*Worcestershire Sauce: Who doesn’t recognize the logo of this amazing condiment? Like many great steak sauces, it contains tamarind. A little (a teaspoon or so) mixed into your ground beef is a good place to start.
*Miso: Google the word umami and miso, aka soybean paste, is likely to turn up on the first page. It packs incredible flavor, but can be salty. We like to mix a spoonful with a bit of warm water or beef broth, then combine it with the meat.
*Soy Sauce: Well, this is easy: Almost everyone has soy sauce in their pantry. Use two forks to mix a tablespoon or two into your ground meat. The soy sauce will both flavor the meat and keep the burgers moist.
*Mushrooms: Clean a couple of ounces of mushrooms (regular button or cremini mushrooms). Chop fine, then stir into the meat. The mushrooms give off liquid as the burgers cook, keeping the meat moist. Of course, for a real umami bomb, you could dust your burgers with porcini mushroom powder.
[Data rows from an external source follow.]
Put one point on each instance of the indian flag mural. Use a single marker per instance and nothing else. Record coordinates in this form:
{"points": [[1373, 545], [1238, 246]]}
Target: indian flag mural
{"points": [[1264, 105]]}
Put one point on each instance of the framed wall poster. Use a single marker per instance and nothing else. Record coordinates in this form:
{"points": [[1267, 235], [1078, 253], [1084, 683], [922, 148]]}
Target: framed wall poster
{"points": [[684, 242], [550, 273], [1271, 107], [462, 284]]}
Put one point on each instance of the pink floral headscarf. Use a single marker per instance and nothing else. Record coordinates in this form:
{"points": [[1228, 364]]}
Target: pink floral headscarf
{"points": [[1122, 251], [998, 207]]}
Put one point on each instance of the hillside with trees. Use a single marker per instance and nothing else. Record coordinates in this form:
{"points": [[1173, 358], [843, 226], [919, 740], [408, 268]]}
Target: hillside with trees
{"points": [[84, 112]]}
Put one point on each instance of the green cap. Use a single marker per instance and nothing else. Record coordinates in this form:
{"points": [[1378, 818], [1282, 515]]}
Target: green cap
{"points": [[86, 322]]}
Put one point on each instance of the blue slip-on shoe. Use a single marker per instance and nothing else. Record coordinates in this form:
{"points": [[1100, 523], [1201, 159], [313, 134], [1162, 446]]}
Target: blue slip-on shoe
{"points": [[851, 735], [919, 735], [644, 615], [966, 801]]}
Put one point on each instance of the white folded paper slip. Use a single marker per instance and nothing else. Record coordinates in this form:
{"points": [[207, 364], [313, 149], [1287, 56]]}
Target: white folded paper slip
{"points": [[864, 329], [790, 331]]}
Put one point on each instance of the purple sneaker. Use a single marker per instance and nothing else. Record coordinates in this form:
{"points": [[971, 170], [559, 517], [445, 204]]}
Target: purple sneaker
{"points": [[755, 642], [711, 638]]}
*Rubs: Seasonings—and that includes salt and pepper—are best applied right before grilling the burgers. Applying them early will draw moisture out of the meat and give the burgers a dense, rather spongy texture. Do use rubs that play up the beef flavor, like Steven’s Santa Fe Coffee Rub.
*Bacon: Okay, this veers rather close to the toppings topic. But if your ground beef needs a bit more fat, you can add chopped or ground bacon to it before cooking.
*Butter: Freeze butter, then grate it into your beef. Two ounces per pound of meat should be enough. The butter will baste the burger as it cooks. (Watch for flare-ups.) Or, bury a tablespoon in the center of the burger before chilling (for at least an hour), then grilling.
*Marmite or Vegemite: Mostly unknown to Americans, but very popular in the U.K. and Australia, this is incredible—if you use it sparingly. Mix a teaspoon of this bouillon-like paste with a spoonful of hot water and stir to combine. Your beef will be beefier!